Bank of Scotland: Take advice when buying an annuity pension
10 July 2007
Knowing whether you should opt for an annuity that provides a level income, one that rises with inflation or a product that offers capital growth and an increasing income is one of the most difficult decisions you have to face when approaching retirement age, and, says the Bank of Scotland, you need to think about your own personal circumstances when looking to buy.
For example, a man aged 65 with a single life annuity pension fund of £100,000 will receive £7,188 a month for the duration of his pension if he opts for a flat rate annuity.

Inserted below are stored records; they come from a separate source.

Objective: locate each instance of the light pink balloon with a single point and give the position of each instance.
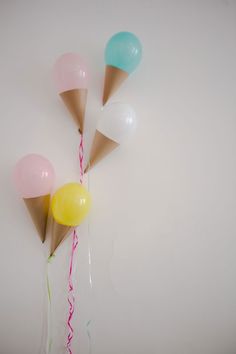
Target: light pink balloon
(33, 176)
(70, 73)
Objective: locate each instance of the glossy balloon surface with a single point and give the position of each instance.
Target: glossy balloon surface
(70, 72)
(124, 51)
(71, 204)
(33, 176)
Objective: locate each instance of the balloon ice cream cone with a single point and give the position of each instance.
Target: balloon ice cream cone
(38, 208)
(59, 234)
(101, 147)
(75, 101)
(114, 77)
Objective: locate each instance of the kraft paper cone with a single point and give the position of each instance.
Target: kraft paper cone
(101, 147)
(38, 208)
(75, 101)
(113, 79)
(59, 234)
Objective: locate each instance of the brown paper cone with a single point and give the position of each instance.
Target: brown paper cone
(101, 147)
(75, 100)
(59, 234)
(113, 79)
(38, 208)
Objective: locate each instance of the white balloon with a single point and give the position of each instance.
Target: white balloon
(117, 122)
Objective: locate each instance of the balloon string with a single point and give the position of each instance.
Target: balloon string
(71, 296)
(81, 158)
(49, 316)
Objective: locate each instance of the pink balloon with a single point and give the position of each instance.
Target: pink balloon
(70, 73)
(33, 176)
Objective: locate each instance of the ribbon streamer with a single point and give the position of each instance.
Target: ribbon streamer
(71, 295)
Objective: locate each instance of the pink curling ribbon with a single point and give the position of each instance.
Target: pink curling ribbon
(81, 158)
(71, 295)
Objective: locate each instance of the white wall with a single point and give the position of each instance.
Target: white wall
(163, 229)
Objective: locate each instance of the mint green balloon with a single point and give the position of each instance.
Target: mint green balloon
(124, 51)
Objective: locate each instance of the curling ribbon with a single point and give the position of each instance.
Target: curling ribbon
(71, 295)
(49, 315)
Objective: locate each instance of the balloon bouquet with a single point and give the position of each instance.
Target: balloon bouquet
(34, 175)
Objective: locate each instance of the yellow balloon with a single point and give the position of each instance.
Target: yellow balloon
(71, 204)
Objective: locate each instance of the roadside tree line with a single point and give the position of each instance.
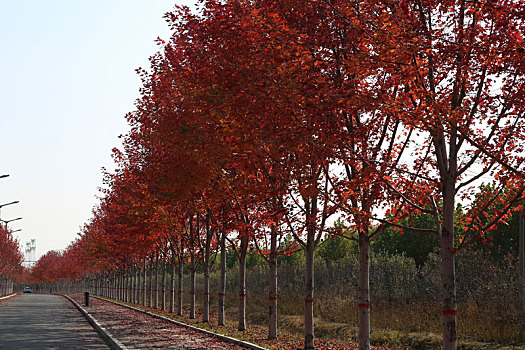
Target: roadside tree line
(260, 120)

If he goes for an annuity that rises with inflation, he will receive just £5,349 after five years, but this will increase gradually over the years; after 10 years, it will go up to £7,701, after 15, the monthly payment will be £9,829, after 20 years, he will receive £16,010 a month, and after 30 years, the amount will become £20,434.
“Inflation is the enemy of retired people because it erodes the buying power of their pensions,” says Kevin Pacey, head of Bank of Scotland Annuity Service.

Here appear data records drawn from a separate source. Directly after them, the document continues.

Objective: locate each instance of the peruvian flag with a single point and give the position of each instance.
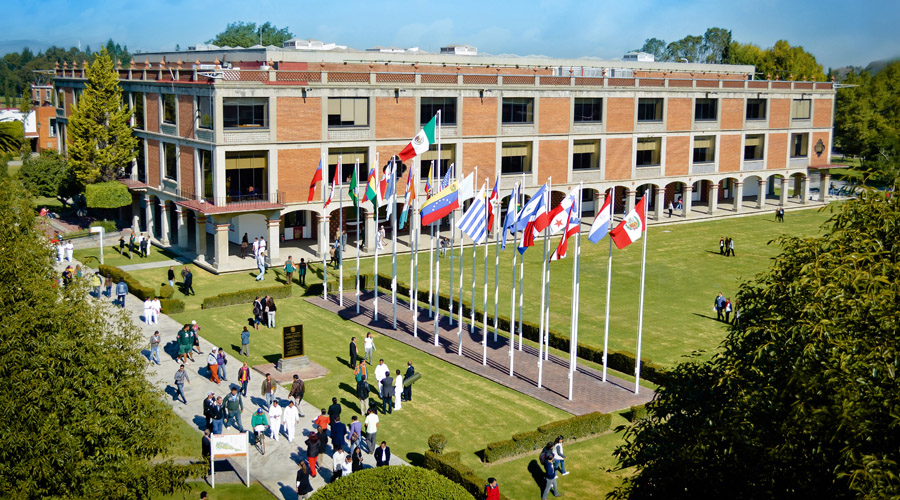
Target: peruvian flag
(334, 184)
(630, 229)
(312, 185)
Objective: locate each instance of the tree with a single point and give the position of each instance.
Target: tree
(79, 418)
(241, 34)
(802, 399)
(102, 139)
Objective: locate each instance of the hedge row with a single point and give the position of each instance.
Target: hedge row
(168, 305)
(524, 442)
(449, 466)
(621, 361)
(245, 296)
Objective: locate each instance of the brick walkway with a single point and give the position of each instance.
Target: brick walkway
(590, 393)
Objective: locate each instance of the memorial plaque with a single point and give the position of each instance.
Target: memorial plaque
(292, 341)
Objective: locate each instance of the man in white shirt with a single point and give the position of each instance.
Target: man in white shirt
(290, 417)
(275, 414)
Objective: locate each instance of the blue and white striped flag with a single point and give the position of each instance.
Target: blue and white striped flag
(474, 221)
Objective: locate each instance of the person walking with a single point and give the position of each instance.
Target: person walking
(301, 270)
(298, 389)
(181, 378)
(245, 342)
(290, 417)
(234, 405)
(244, 378)
(268, 389)
(289, 269)
(154, 347)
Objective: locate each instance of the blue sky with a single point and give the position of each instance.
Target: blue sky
(836, 32)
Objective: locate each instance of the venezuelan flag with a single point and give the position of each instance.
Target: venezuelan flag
(441, 204)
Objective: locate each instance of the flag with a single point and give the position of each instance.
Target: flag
(467, 188)
(629, 230)
(511, 209)
(572, 224)
(420, 143)
(600, 227)
(353, 185)
(312, 184)
(473, 222)
(495, 196)
(334, 184)
(440, 204)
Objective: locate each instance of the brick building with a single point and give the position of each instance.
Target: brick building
(230, 138)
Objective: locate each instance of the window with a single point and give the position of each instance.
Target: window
(704, 149)
(756, 109)
(348, 158)
(650, 110)
(589, 110)
(705, 109)
(137, 99)
(753, 147)
(245, 175)
(518, 110)
(799, 145)
(249, 112)
(648, 151)
(168, 108)
(516, 157)
(348, 112)
(171, 161)
(204, 111)
(800, 109)
(205, 160)
(430, 106)
(586, 155)
(448, 156)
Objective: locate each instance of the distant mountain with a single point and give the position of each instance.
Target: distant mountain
(7, 46)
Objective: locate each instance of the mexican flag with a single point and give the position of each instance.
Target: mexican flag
(420, 143)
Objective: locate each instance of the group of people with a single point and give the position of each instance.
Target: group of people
(726, 246)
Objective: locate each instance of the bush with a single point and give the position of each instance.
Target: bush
(245, 296)
(449, 466)
(436, 443)
(394, 483)
(571, 428)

“Once you retire there are no more bonuses, no more overtime and no more promotions. People face a dilemma when it comes to buying an annuity: should you take a flat-rate annuity that pays a higher income initially but which is eroded by inflation, or buy an escalating annuity that pays a lower rate initially but rises each year?

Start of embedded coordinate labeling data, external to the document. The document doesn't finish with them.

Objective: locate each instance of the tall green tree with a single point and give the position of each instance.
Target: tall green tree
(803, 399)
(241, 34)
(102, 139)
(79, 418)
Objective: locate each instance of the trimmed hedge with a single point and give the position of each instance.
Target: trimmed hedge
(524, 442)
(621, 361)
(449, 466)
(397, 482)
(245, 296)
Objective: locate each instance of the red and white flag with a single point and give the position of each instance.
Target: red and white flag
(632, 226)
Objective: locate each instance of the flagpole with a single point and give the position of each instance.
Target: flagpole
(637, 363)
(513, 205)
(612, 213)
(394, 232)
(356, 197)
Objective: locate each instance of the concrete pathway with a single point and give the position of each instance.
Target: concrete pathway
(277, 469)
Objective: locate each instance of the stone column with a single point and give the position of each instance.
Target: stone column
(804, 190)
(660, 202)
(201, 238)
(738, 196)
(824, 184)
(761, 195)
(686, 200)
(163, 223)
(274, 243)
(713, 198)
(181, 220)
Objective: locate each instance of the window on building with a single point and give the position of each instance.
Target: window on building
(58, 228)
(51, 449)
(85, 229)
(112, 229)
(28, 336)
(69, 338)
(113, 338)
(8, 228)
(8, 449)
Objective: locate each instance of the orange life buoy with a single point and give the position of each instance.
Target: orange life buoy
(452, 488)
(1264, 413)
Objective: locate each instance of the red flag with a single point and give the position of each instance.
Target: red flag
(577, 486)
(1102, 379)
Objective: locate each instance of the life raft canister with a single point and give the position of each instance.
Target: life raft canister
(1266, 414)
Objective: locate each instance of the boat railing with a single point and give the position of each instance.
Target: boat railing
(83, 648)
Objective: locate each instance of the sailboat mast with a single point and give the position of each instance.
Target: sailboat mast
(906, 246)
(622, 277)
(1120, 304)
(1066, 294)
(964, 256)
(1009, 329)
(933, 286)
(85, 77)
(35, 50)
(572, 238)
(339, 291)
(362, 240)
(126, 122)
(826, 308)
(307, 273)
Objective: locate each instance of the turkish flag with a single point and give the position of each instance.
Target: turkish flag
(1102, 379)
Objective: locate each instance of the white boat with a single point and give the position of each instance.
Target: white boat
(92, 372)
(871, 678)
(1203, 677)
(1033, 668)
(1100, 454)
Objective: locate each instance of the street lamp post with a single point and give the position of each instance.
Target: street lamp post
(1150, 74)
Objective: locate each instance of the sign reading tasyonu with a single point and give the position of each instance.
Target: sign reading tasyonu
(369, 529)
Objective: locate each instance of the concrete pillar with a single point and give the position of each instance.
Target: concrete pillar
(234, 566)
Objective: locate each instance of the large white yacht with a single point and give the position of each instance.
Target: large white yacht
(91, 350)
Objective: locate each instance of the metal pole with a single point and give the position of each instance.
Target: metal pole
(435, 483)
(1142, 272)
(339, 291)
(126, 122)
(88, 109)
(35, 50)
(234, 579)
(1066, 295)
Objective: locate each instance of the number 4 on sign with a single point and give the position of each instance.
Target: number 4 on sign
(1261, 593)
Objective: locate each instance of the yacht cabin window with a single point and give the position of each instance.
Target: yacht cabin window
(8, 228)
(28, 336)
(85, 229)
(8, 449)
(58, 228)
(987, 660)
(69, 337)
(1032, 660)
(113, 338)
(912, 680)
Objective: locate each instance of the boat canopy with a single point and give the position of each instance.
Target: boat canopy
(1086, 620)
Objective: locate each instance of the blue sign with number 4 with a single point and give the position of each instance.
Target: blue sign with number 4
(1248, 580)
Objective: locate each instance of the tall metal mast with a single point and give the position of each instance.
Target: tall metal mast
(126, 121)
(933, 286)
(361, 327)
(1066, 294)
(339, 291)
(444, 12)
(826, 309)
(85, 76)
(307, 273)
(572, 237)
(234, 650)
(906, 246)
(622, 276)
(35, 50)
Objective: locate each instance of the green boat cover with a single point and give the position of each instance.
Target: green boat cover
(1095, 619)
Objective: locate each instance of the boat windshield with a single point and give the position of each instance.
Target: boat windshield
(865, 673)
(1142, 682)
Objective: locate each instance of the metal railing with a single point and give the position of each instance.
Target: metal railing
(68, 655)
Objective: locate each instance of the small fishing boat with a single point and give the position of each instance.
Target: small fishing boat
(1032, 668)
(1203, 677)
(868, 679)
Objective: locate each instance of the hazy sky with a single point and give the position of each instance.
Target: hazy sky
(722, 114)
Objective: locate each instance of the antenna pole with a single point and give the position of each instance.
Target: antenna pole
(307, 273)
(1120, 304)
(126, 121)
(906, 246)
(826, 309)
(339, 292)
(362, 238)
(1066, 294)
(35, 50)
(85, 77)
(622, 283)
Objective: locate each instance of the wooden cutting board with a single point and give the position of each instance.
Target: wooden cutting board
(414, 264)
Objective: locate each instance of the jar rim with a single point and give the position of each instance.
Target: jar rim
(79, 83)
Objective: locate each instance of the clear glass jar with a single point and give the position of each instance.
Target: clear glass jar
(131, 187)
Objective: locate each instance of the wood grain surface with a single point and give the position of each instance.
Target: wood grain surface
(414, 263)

“Inflation-linked annuities generally become better value the longer you live and the higher inflation is. At the age of 65, about 17% of men and a quarter of women can expect to live to 95; which gives inflation plenty of time to erode a pension income.
“However, there is no simple answer as to the best type of annuity; it depends on the customer’s individual circumstances such as age, health and risk profile and that is why it so important to take advice to find the best annuity for your retirement.”